Since we have a monorepo for three products which share the same code-base, the process is a bit tricky:

  • We use coveralls's parallel feature, which allows us to generate partial reports from several steps of our CI process, then merge them during the collect phase and upload the resulting LCOV file to coveralls.
  • After executing our tests, the generate_coverage_info method in tasks.py merges the .profraw files that have been generated every time a binary has been executed into a single .profdata file via llvm-profdata merge. We enable the sparse mode to get a smaller .profdata file, since we do not do Profile-Guided Optimization (PGO).
  • It then generates a .lcov file from the .profdata via llvm-cov export, telling it to ignore reports for files under /usr in the process (via the -ignore-filename-regex parameter).
  • We then normalize the paths of the source files to prevent duplicates for files that are used by more than one product, and to account for the fact that our CI actually compiles from a distdir. This is handled by a Python script, .github/scripts/normalize_paths_in_coverage.py that parses the LCOV data and updates the paths.
  • We call Coveralls's github action to upload the resulting LCOV data for this step.
  • After all steps have completed, we call that action again to let it know that our workflow is finished and the data can be consolidated.

One important thing to remember is that the content is only written into a .profraw file is the program terminates correctly, calling exit handlers, and if the __llvm_profile_write_file() function is called. Our code base has a wrapper around that, pdns::coverage::dumpCoverageData(). This is especially important for us because our products often terminates by calling _exit(), bypassing the exit handlers, to avoid issues with the destruction order of global objects.

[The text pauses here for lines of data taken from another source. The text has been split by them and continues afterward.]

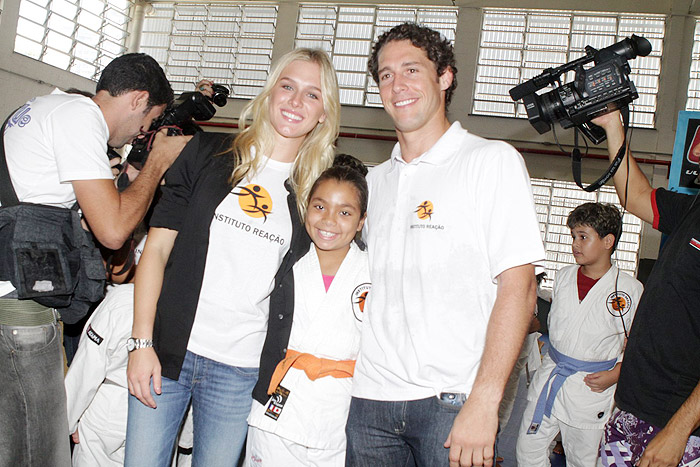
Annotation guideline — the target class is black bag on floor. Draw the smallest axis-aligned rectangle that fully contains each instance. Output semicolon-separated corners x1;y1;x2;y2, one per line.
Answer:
0;110;106;324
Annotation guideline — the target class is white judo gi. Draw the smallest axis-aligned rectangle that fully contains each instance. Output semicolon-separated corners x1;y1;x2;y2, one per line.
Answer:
65;284;134;467
247;243;371;466
517;265;642;467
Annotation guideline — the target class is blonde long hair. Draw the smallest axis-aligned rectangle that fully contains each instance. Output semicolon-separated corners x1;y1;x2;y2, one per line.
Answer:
229;48;340;219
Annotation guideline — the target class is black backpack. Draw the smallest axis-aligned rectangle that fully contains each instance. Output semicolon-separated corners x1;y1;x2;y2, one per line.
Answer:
0;110;106;324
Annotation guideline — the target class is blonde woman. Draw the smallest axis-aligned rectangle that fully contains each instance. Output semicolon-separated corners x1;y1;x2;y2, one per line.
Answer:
125;49;340;467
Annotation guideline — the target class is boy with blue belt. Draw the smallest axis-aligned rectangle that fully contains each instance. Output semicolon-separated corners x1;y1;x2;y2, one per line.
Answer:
517;203;642;467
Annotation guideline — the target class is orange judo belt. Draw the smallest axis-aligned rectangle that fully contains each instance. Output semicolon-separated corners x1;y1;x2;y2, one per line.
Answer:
267;349;355;394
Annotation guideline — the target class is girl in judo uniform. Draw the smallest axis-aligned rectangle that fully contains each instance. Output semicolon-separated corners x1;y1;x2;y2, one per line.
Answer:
124;48;340;467
245;156;370;467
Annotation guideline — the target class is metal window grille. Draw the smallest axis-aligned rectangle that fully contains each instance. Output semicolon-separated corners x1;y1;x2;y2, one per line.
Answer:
294;3;458;107
14;0;132;80
532;178;642;288
685;19;700;110
140;2;277;98
472;8;665;128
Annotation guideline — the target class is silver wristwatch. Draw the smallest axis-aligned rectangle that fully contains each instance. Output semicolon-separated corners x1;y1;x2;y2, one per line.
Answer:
126;337;153;352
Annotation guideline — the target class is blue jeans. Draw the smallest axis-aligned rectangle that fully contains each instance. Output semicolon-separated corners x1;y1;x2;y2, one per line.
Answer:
124;351;258;467
0;323;70;467
345;397;461;467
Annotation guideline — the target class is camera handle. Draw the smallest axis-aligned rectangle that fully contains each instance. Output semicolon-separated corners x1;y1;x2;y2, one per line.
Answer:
571;106;629;192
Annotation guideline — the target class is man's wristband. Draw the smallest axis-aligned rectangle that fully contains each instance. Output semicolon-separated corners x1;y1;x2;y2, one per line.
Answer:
126;337;153;352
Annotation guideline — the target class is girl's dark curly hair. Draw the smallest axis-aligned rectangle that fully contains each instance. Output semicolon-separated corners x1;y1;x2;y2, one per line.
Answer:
309;154;369;216
367;23;457;110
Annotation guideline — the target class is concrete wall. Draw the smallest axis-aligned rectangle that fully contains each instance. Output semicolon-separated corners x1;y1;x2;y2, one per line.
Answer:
0;0;700;257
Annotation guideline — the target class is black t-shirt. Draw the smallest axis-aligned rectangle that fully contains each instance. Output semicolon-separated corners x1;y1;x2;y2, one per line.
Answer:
615;188;700;436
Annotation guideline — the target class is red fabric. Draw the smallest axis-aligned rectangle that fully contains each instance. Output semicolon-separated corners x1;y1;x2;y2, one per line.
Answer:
576;268;598;300
323;274;335;292
651;189;659;230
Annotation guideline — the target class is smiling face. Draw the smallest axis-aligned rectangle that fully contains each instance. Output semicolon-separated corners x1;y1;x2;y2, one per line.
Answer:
378;40;452;138
571;225;615;266
305;179;365;256
269;60;326;149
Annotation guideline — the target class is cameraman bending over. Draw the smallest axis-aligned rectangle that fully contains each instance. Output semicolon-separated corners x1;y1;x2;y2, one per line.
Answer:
0;54;188;467
593;112;700;467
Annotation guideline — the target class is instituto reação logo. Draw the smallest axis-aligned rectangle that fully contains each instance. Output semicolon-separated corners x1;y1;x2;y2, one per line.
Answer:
233;184;272;220
351;282;372;321
605;291;632;316
414;200;433;220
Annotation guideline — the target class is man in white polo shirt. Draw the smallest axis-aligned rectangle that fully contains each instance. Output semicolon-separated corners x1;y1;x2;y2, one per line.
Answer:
346;23;545;467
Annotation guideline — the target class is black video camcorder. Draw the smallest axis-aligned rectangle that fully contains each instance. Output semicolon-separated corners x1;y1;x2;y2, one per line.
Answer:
510;34;651;144
126;84;230;170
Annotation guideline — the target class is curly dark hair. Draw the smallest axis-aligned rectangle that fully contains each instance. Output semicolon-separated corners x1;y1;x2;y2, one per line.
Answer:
309;154;369;216
566;203;622;251
97;53;173;110
367;23;457;110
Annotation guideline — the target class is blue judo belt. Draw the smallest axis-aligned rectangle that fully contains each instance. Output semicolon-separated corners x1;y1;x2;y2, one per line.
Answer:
527;342;617;435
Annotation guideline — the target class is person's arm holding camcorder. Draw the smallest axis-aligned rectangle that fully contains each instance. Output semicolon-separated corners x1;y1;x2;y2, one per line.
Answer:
72;130;191;250
127;228;177;408
592;111;654;224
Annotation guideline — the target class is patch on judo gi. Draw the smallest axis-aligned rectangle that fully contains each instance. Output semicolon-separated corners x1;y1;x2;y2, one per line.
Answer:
350;282;372;321
605;290;632;317
265;386;289;420
85;325;104;345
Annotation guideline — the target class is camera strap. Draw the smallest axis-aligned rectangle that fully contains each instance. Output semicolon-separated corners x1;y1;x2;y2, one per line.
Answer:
571;106;629;192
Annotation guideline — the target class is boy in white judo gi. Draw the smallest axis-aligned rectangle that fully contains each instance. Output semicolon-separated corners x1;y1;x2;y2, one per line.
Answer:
65;237;146;467
516;203;642;467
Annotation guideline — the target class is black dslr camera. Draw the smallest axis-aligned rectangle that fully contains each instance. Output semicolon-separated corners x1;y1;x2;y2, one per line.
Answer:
126;84;230;170
510;34;651;144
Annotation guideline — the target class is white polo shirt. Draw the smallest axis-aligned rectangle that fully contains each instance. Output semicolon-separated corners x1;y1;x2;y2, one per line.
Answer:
353;122;545;400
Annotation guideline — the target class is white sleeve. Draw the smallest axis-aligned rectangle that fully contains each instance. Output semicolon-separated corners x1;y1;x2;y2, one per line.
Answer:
46;98;113;183
476;141;545;280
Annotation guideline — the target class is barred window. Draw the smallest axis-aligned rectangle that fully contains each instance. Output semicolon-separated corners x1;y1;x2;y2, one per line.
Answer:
140;2;277;98
14;0;132;80
532;178;642;287
685;19;700;110
472;8;665;128
294;3;458;107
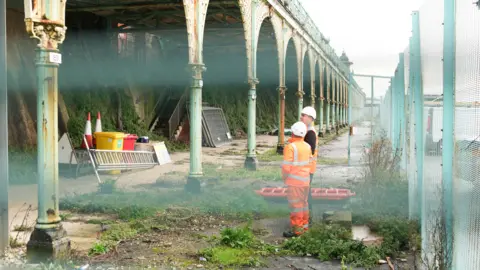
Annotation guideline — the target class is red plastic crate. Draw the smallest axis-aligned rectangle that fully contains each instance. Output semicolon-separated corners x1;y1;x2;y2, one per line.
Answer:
255;188;355;201
123;134;138;151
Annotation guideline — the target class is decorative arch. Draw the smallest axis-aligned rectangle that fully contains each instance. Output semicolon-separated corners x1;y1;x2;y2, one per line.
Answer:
239;0;271;80
307;47;318;107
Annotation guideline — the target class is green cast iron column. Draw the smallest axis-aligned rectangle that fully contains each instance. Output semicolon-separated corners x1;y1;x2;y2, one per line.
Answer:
187;64;205;186
347;73;353;166
411;11;427;247
244;1;258;170
325;71;332;134
318;65;325;137
297;93;303;121
0;0;10;257
332;76;337;131
245;80;258;170
398;53;407;169
336;78;342;132
27;46;70;261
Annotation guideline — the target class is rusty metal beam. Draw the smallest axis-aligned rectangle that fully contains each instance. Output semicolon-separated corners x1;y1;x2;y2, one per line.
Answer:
67;1;237;12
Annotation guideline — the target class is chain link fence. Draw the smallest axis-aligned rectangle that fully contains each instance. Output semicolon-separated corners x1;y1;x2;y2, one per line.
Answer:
380;0;480;269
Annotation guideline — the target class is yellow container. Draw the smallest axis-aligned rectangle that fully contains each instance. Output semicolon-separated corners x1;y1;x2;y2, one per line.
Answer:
94;132;125;150
93;132;125;174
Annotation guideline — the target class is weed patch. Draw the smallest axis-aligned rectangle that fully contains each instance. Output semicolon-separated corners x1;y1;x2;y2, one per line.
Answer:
283;220;411;268
60;188;288;221
200;225;275;267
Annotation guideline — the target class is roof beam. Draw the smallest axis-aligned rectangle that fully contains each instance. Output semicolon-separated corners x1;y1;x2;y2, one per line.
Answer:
67;1;237;12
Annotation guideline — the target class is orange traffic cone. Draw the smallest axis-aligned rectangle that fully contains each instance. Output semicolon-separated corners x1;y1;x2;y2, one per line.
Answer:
93;112;102;146
81;113;93;148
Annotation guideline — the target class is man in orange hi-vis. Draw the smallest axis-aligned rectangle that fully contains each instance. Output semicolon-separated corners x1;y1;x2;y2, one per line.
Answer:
282;122;312;237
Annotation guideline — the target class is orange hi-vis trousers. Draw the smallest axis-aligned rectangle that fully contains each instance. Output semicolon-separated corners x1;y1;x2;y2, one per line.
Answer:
287;186;310;235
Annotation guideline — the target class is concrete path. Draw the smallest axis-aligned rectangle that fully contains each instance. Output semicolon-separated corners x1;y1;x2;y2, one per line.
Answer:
313;124;370;187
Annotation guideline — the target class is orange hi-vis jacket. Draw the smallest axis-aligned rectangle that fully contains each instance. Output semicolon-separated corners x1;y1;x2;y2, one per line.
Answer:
308;126;318;174
282;138;312;187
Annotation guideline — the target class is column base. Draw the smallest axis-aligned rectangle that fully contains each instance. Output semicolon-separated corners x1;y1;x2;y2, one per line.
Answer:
277;144;285;155
27;223;70;263
184;176;202;194
244;157;258;171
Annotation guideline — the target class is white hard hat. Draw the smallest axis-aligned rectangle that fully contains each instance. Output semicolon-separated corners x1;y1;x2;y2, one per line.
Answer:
302;106;317;120
292;122;307;137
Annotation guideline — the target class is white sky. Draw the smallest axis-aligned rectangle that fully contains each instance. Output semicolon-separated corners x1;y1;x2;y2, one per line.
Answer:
300;0;423;97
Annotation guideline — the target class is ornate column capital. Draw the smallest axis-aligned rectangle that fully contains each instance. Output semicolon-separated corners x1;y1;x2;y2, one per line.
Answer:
25;19;67;50
277;86;287;98
248;78;260;89
186;63;207;75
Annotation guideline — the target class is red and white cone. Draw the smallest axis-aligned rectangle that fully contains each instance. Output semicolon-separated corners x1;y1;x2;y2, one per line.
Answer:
93;112;102;146
81;113;93;148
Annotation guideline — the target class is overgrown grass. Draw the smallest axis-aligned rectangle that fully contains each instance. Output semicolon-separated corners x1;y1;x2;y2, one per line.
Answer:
283;220;417;268
352;133;409;223
200;225;276;267
60;188;288;221
203;164;282;182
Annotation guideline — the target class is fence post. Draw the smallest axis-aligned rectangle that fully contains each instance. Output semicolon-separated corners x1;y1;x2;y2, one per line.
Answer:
397;53;407;169
412;11;426;242
442;0;455;267
408;37;418;219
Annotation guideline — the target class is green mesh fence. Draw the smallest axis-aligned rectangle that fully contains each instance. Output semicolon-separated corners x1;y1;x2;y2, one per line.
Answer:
380;0;480;269
453;0;480;269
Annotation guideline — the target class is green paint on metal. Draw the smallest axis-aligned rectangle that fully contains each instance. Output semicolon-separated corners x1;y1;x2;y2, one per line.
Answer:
247;88;257;158
318;99;323;133
245;1;258;162
370;76;375;146
326;101;331;132
0;0;10;257
398;53;407;169
348;73;353;166
297;95;303;121
35;48;60;229
442;0;455;268
408;37;418;220
410;11;427;249
189;65;203;178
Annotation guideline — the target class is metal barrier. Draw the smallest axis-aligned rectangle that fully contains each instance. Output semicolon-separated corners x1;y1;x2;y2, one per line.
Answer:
83;137;160;183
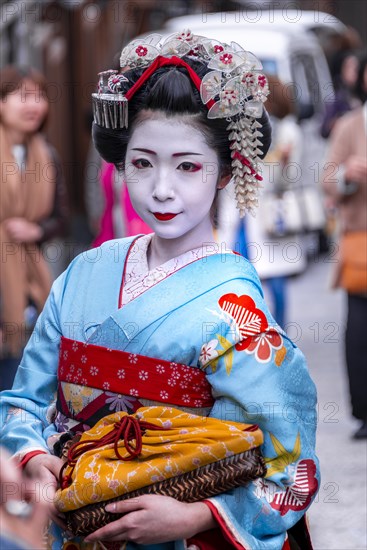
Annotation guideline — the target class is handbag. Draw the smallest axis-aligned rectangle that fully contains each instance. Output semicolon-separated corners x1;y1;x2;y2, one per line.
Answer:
56;406;266;536
340;231;367;294
262;189;303;238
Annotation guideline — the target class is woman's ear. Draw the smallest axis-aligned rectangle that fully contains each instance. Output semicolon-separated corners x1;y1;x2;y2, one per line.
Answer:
217;174;232;189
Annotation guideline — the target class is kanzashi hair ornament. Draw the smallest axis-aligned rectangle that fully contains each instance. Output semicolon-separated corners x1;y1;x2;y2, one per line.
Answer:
92;70;128;130
92;30;269;217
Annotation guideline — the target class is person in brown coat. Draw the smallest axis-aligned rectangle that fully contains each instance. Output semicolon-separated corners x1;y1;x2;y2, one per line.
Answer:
0;65;69;389
323;55;367;439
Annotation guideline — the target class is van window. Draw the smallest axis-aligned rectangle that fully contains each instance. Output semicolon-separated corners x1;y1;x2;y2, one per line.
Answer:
291;54;323;112
261;58;278;75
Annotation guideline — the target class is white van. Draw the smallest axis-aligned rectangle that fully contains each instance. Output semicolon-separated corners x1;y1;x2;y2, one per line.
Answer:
163;10;343;232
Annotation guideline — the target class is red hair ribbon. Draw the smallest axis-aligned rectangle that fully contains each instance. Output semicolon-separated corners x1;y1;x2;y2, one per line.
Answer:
125;55;215;109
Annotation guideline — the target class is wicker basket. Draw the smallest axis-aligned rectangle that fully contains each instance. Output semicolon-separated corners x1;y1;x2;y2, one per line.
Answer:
66;448;266;536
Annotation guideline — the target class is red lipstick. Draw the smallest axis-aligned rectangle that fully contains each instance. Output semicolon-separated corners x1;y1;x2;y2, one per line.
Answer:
153;212;177;222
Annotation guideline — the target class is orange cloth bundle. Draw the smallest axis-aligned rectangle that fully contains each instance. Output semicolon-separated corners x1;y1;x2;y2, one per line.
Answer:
56;406;263;512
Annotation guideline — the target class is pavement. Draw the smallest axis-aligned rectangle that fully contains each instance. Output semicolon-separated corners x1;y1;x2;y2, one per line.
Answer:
278;254;367;550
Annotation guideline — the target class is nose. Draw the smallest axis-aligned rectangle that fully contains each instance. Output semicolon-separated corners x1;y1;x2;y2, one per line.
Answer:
153;173;175;202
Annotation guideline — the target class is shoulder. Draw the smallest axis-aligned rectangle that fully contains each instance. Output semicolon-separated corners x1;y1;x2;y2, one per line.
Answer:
333;107;363;134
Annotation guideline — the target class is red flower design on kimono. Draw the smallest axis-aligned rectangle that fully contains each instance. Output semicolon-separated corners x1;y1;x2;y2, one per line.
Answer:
244;327;283;363
218;294;283;363
270;458;319;516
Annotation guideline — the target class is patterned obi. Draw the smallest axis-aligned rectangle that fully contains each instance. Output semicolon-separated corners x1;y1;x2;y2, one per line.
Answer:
55;337;214;432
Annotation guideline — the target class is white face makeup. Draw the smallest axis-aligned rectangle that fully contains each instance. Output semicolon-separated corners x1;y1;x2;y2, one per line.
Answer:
125;115;226;253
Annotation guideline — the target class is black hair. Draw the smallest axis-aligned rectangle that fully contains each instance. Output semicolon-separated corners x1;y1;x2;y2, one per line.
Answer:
92;57;271;176
354;51;367;103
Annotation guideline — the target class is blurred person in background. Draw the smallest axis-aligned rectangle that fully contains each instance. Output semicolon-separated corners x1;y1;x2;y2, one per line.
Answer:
0;447;49;550
218;75;306;327
0;66;68;389
321;50;360;138
86;161;152;247
323;53;367;439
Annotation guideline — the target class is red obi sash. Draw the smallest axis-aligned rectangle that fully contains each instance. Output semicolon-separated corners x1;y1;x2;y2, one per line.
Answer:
58;337;214;408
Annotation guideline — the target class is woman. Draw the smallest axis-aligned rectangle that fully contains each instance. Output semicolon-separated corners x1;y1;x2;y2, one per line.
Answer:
3;31;319;550
323;51;367;439
0;66;68;389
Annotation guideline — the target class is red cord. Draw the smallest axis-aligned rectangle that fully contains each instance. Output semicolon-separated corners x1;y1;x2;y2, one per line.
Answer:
59;415;169;489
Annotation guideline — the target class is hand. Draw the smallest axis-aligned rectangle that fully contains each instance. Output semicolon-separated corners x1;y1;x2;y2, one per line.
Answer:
85;495;216;544
24;454;66;529
4;218;43;243
0;449;49;549
344;155;367;184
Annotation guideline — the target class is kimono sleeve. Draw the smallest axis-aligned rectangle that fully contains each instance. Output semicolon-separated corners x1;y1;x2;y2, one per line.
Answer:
202;286;319;550
0;262;74;460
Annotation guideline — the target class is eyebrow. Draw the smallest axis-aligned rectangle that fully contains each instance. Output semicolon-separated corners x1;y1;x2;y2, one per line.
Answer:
131;147;204;157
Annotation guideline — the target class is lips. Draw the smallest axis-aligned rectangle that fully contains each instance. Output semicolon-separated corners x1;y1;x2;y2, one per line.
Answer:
153;212;177;222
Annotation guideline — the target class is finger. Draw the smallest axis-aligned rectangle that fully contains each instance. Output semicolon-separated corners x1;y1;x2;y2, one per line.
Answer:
105;495;150;514
85;518;127;542
49;508;67;531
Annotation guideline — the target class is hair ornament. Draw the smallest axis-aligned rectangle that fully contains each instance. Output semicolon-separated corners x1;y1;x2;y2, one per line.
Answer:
92;30;269;217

Generating Coverage Outside Of the CI

It is possible to generate a code coverage report without going through the CI, for example to test the coverage of a new feature in a given product.

Source-based Coverage With clang++

  • Run the configure script with the --enable-coverage=clang option, setting the CC and CXX environment variables to use the clang compiler: CC=clang CXX=clang++ ./configure --enable-coverage=clang
  • Compile the product as usual with: make
  • Run the test(s) that are expected to cover the new feature, via ./testrunner or make check for the unit tests, and the instructions of the corresponding regression-tests* directory for the regression tests. It is advised to set the LLVM_PROFILE_FILE environment variable in such a way that an invocation of the product do not override the results from the previous invocation. For example setting LLVM_PROFILE_FILE="/tmp/code-%p.profraw" will result in each invocation writing a new file into the /tmp directory, replacing %p with the process ID.
  • Merge the resulting *.profraw file into a single code.profdata file by running llvm-profdata merge -sparse -o /tmp/code.profdata /tmp/code-*.profraw
  • Generate a HTML report into the /tmp/html-report directory by running llvm-cov show --instr-profile /tmp/code.profdata -format html -output-dir /tmp/html-report -object </path/to/product/binary>

GCOV

  • Run the configure script with the --enable-coverage option, using either g++ or clang++: ./configure --enable-coverage
  • Compile as usual with: make. This will generate .gcno files along with the usual .o object files and the final binaries.
  • Run the test(s) that are expected to cover the new feature, via ./testrunner or make check for the unit tests, and the instructions of the corresponding regression-tests* directory for the regression tests. Note that the regression should not be run in parallel, as it would corrupt the .gcna files that will be generated in the process. For dnsdist, that means running pytest without the --dist=loadfile -n auto options.
  • Generate a HTML report using gcovr, or gcov then lcov

Remaining Tasks

The way our code coverage report is generated does not currently handle the different authoritative server tools (that end up in the pdns-tools package) very well. Consequently the coverage report for these tools, and the related code parts, is not accurate. It is likely possible to pass several --object </path/to/binary> options to llvm-cov when processing the .profdata file.